The $37-million project would produce up to 66 million litres of biodiesel each year of off-grade canola and pennycress -- also called stinkweed -- which resembles canola, but is considered a weed. About 120,000 acres of farmland would need to be planted in pennycress to supply the plant.

Peacock is already on second base with the project: The Michigan plant owner has agreed to trade his facility for a share of the new Alberta firm, and Peacock has already talked with Bay Street investors.

"We presented to four groups and one has already made a proposal, with one or two others expected soon," said Shane Pospisil of Nichols Applied Management, which has a contract from the province to help towns like High Prairie attract projects.

Pennycress has the ability to pull contaminants -- lead, zinc arsenic and aluminum -- from the soil and store them in the plant stem. In Detroit, small test plots are part of an attempt to reclaim the inner city for small vegetable farms, and Peacock thinks it might even have an application in oilsands and drilling pad reclamations.

Up the road from High Prairie, the hamlet of Guy has its own example of local innovation. With its long, sunny summer days, the Peace Region is known as Canada's honey capital. And the Wolfe family for many years were producing up to a million pounds a year of honey for the bulk market.

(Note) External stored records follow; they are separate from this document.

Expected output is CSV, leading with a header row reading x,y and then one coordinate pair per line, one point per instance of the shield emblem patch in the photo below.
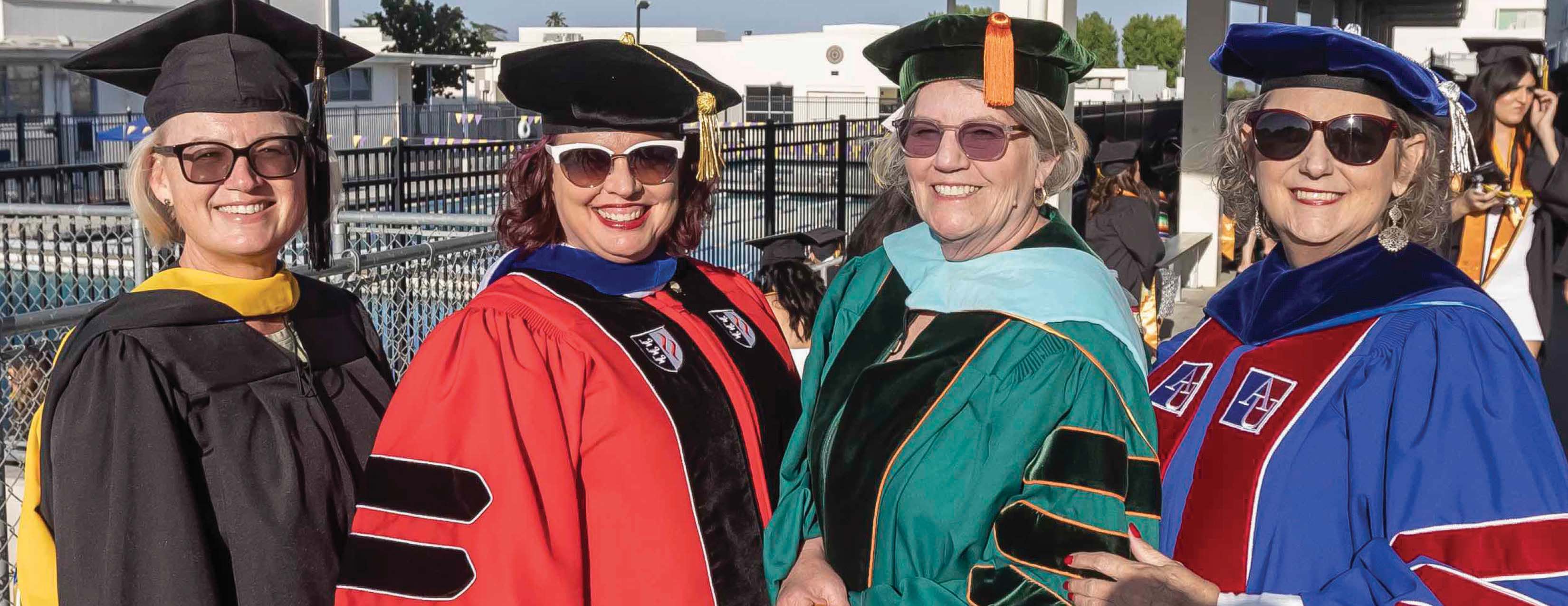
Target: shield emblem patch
x,y
660,347
736,327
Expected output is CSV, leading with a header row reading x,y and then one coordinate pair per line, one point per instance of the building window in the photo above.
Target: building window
x,y
888,101
770,103
22,90
350,86
1520,18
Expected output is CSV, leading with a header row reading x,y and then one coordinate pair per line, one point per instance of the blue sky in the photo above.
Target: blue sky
x,y
736,16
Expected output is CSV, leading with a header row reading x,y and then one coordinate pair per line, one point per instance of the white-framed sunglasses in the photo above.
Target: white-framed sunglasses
x,y
590,164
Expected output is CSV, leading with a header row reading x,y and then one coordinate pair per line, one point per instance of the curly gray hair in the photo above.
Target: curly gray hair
x,y
1054,135
1425,206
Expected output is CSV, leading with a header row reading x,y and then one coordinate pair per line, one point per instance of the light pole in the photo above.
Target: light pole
x,y
641,7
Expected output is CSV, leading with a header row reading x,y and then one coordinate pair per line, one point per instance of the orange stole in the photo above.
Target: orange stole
x,y
1473,242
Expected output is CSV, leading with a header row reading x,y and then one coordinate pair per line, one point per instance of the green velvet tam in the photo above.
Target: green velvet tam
x,y
1046,60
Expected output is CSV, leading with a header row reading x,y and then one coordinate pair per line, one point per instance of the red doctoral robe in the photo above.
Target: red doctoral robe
x,y
557,445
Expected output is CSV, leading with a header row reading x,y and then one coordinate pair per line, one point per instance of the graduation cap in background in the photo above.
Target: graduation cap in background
x,y
811,247
618,86
233,57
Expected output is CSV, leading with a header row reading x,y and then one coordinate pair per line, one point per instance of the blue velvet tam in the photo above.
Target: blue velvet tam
x,y
1279,56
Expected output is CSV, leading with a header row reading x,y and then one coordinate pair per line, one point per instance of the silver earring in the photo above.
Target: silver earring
x,y
1393,238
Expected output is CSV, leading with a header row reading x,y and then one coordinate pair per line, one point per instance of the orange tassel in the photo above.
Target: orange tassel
x,y
999,60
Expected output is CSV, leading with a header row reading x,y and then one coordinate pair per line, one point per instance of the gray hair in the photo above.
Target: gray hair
x,y
1054,135
1425,206
156,217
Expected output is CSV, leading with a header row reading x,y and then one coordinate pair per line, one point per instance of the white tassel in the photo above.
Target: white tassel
x,y
1462,151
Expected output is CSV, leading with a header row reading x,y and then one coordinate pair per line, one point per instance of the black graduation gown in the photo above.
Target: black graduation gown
x,y
1551,195
186,459
1123,233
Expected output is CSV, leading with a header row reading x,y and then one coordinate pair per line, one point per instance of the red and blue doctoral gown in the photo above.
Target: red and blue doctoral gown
x,y
1368,429
582,433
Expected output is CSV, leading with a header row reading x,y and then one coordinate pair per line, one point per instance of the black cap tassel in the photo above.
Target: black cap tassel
x,y
319,214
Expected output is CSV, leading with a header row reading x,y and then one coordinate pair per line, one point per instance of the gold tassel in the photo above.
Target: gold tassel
x,y
709,161
999,60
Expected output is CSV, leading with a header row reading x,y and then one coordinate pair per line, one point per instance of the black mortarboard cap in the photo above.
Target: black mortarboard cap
x,y
1117,151
1492,51
821,242
609,86
618,86
219,56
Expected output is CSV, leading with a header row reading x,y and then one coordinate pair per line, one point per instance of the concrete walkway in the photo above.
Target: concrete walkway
x,y
1189,311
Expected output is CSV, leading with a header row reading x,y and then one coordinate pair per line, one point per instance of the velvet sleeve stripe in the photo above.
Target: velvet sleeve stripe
x,y
424,489
992,586
1084,459
1040,539
405,569
1144,487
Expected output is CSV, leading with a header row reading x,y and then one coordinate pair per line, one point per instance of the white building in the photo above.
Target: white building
x,y
1482,19
37,37
1122,86
791,76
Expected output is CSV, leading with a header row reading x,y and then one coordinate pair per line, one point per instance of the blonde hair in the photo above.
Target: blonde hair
x,y
1054,135
157,217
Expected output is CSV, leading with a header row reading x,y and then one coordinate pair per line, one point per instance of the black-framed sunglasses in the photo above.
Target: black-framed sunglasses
x,y
1354,139
212,162
982,140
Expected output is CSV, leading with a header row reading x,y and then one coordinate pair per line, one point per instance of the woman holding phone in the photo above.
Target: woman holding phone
x,y
1500,236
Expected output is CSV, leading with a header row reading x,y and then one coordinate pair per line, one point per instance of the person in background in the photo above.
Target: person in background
x,y
974,399
602,423
204,434
1122,214
1503,231
793,288
889,212
1354,421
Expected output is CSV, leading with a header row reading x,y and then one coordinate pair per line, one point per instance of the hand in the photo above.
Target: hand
x,y
1543,110
1473,202
813,581
1151,580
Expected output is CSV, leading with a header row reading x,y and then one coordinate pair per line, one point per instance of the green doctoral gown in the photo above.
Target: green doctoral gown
x,y
1015,431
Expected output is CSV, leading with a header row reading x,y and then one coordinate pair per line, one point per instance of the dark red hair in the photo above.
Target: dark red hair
x,y
529,219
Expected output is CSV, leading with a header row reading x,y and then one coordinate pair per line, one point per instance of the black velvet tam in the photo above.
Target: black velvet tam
x,y
609,86
217,56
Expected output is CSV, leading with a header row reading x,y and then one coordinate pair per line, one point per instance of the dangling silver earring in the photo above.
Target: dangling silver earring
x,y
1393,238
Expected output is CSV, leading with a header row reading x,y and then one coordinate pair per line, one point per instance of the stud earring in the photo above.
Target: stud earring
x,y
1395,238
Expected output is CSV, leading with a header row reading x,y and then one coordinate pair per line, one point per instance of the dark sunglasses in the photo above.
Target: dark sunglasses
x,y
981,140
1354,139
590,164
210,162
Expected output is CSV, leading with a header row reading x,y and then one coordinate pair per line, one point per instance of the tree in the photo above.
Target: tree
x,y
422,27
493,34
965,10
1148,41
1100,37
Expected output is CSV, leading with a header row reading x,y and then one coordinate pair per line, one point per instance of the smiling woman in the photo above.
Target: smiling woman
x,y
1354,421
214,420
623,407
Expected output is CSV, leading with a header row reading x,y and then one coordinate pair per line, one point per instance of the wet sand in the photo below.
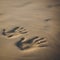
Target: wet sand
x,y
29,30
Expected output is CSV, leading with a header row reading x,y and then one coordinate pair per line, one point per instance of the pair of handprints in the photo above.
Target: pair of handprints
x,y
23,44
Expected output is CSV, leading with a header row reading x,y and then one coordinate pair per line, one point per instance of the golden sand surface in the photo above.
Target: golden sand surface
x,y
29,30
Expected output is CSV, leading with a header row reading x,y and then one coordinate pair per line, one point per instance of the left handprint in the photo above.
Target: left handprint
x,y
14,32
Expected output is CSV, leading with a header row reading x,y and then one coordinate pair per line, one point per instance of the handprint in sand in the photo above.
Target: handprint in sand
x,y
14,32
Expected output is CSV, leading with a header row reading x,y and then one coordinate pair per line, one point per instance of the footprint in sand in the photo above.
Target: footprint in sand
x,y
14,32
31,43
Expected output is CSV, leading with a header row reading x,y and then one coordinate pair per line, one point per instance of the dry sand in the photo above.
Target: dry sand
x,y
29,30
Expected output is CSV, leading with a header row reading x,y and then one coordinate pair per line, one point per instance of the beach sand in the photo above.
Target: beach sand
x,y
29,30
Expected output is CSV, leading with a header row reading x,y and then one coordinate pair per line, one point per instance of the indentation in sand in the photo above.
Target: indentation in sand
x,y
14,32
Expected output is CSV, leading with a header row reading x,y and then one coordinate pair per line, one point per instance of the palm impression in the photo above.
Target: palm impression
x,y
14,32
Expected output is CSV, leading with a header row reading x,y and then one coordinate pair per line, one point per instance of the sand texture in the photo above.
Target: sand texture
x,y
29,30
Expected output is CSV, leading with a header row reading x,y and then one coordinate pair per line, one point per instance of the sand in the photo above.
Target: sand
x,y
29,30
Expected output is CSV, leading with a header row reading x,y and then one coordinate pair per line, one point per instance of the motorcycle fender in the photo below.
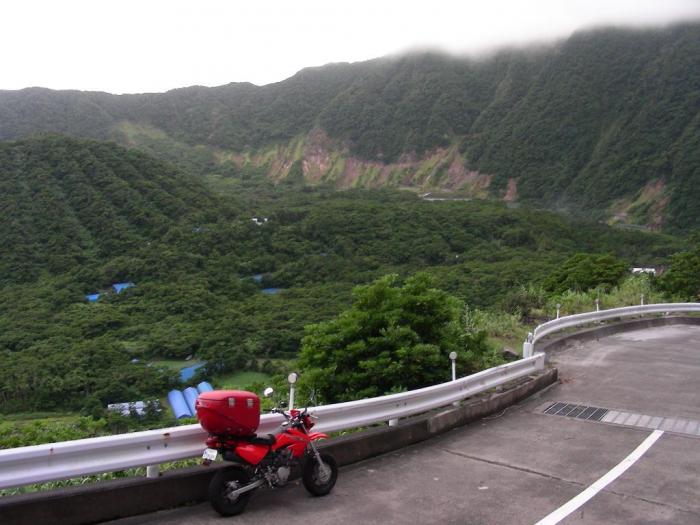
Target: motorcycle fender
x,y
251,453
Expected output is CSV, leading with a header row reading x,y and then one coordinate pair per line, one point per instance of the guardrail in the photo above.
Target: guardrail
x,y
602,315
40,463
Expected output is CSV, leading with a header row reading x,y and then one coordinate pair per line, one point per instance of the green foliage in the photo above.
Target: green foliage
x,y
195,295
583,124
394,337
628,293
682,279
583,272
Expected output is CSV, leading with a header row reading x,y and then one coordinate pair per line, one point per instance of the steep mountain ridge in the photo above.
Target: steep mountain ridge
x,y
68,202
605,123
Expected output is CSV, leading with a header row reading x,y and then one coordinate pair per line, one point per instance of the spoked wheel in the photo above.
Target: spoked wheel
x,y
319,478
222,485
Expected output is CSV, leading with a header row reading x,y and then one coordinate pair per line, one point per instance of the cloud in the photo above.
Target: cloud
x,y
136,46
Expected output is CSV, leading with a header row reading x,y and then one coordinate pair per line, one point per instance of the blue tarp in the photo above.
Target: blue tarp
x,y
178,404
118,287
187,373
191,394
204,386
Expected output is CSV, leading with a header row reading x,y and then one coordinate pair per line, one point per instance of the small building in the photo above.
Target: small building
x,y
640,270
118,287
138,407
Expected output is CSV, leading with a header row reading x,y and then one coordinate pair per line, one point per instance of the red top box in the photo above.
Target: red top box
x,y
228,412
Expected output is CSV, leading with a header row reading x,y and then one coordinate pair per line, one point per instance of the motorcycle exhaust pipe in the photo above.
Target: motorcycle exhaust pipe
x,y
245,489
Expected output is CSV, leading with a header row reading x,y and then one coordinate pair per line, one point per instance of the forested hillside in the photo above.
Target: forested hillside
x,y
606,123
80,216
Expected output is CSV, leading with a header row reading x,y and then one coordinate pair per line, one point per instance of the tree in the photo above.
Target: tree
x,y
392,338
585,271
682,279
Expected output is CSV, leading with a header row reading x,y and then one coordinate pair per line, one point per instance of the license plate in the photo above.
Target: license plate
x,y
209,454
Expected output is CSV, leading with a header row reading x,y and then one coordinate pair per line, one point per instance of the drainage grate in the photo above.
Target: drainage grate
x,y
576,411
675,425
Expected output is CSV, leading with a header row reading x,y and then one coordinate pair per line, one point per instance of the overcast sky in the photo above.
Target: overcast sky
x,y
133,46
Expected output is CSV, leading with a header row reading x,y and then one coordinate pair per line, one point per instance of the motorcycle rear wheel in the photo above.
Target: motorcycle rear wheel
x,y
225,481
319,480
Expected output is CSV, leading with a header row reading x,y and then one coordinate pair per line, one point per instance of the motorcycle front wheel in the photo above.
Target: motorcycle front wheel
x,y
222,484
319,479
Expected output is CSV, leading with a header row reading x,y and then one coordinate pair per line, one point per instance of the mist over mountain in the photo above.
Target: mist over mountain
x,y
605,123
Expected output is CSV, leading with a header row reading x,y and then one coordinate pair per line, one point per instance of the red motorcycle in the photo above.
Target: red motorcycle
x,y
231,418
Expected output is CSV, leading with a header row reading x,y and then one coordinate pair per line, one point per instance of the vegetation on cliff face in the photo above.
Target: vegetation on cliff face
x,y
592,124
83,215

But U.S. wholesalers and repackagers were making the real money, Pospisil said.

"The Wolfes needed to add value and take control of their marketing. And they needed a brand."

So after some image testing, the Honey Bunny organic honey brand was born in 2007, complete with a cute rabbit logo designed to win young fans and a new high-tech plant.

The foil-packaged honey won the 2009 Canada Grand Prix for new products award. Distribution in organic markets, including the large Whole Foods chain, has expanded to include some Safeway stores in Canada. Honey Bunny is now Canada's largest organic-honey producer.

And recently, the family-owned firm bought the marketing rights to the established Zambezi honey brand to solidify its U.S. sales effort. That darker, more expensive honey is collected from large hives that hang from trees in southern Africa.

"We are designing a foil package for it as well that will maintain the colourful African look of the current label, with the yellow and orange colours, the large tree, elephant and giraffe," co-founder Sharon Wolfe said.

The key to organic honey is the health of the colonies, Wolfe said. Every fall she sends 7,200 colonies to spend the winter outdoors in southern B.C., thus avoiding pesticides needed to treat diseases found in bees kept in sheds here, or problems with continually importing new queens each year.

In the spring, she distributes her hives throughout the Peace region, placing them on farms and public lands.

"We are beekeepers, not farmers. We have to place them wherever we can, and then the bees just do their job," she said.